Se descobrirem a resposta, digam-me
qualquer coisa! Penso que tem de haver um certo desligamento do eu e do egoísmo
inerente para se poder genuinamente dar e interessar pelo próximo. A amizade
ideal não conhece invejas, não se afasta nas alturas menos boas e privilegia o
altruísmo. Ou seja, é muito difícil de encontrar.
Tem tatuagens?
Tenho duas. E ando com ideias
para uma terceira, a médio prazo.
E piercings? Se sim, quer revelar onde?
Tenho na orelha, há 20 anos... No
entretanto já tive outros que acabaram por sair. Curiosamente penso voltar a furar a
cartilagem da outra orelha, em Janeiro. Nada de mais numa cidade onde se vê de
tudo tão frequentemente que ter um ou dois brincos ou tattoos se torna banal e discreto. E aprecio a liberdade de ter
malta no atendimento ao público com as modificações ou adornos corporais que
entende, ao contrário do que, infelizmente, ainda acontece por terras lusas.
Considera-se vaidoso? Que cuidados tem com a aparência e a saúde?
Vaidoso qb, com os cuidados qb
também.
Que tipo de roupa nunca seria capaz de usar?
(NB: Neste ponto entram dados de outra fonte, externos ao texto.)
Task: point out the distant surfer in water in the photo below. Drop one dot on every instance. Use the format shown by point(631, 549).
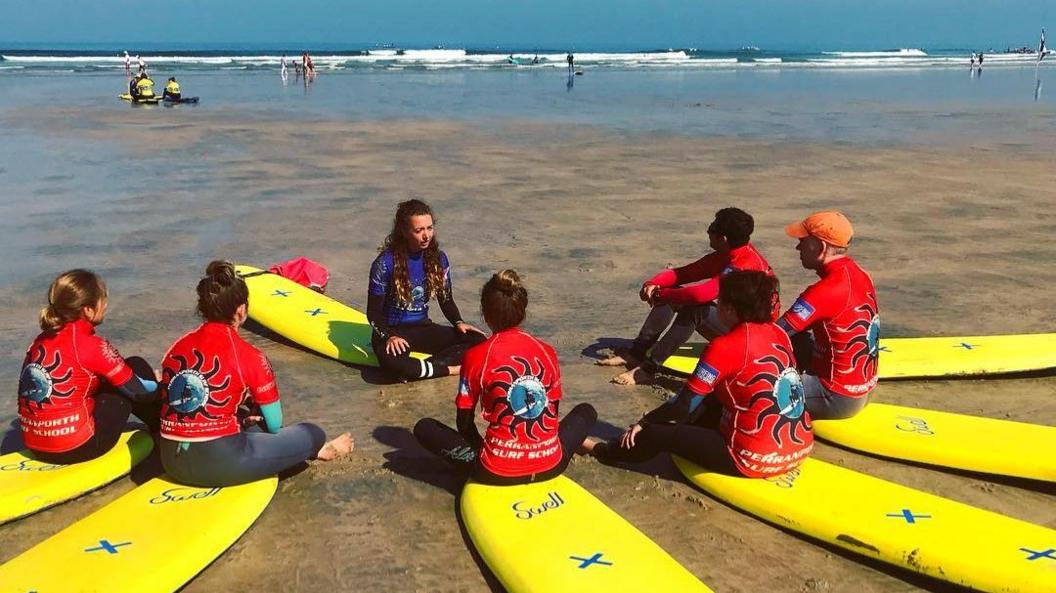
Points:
point(76, 391)
point(410, 271)
point(515, 380)
point(209, 375)
point(685, 295)
point(741, 412)
point(834, 324)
Farda de beto agrícola? Ou fato e
gravata, não é a minha cena.
Qual o seu maior defeito e a sua maior virtude?
Defeitos... eventualmente ainda
esperar demasiado das pessoas, embora tenha vindo a melhorar um pouco. Porque o
conceito é um bocado utópico e porque assim ainda posso ser surpreendido
positivamente de quando em vez. Alguma preguiça ocasional. Nem sempre me
adaptar da melhor forma a contextos e normas sociais que não têm muito a ver
comigo. Não tenho grande fé na espécie humana. Sou demasiado céptico, sarcástico
e gozão por vezes, outras muito
sonhador, poético ou nostálgico. Não me dou bem com a banalidade. Ah, virtudes
também... prefiro que sejam os outros a apontá-las. Mas penso que sou, regra
geral, uma pessoa calma e profunda, de mente bastante aberta e gostos
versáteis, amigo do seu amigo, bem disposta e de sentido de humor apurado.
Porque é a melhor (a única) forma de se encarar o dia-a-dia - se possível, de
queixo erguido, olhos nos olhos, com um sorriso nos lábios e com uma
intensidade e curiosidade naturais que não devem nunca desvanecer-se.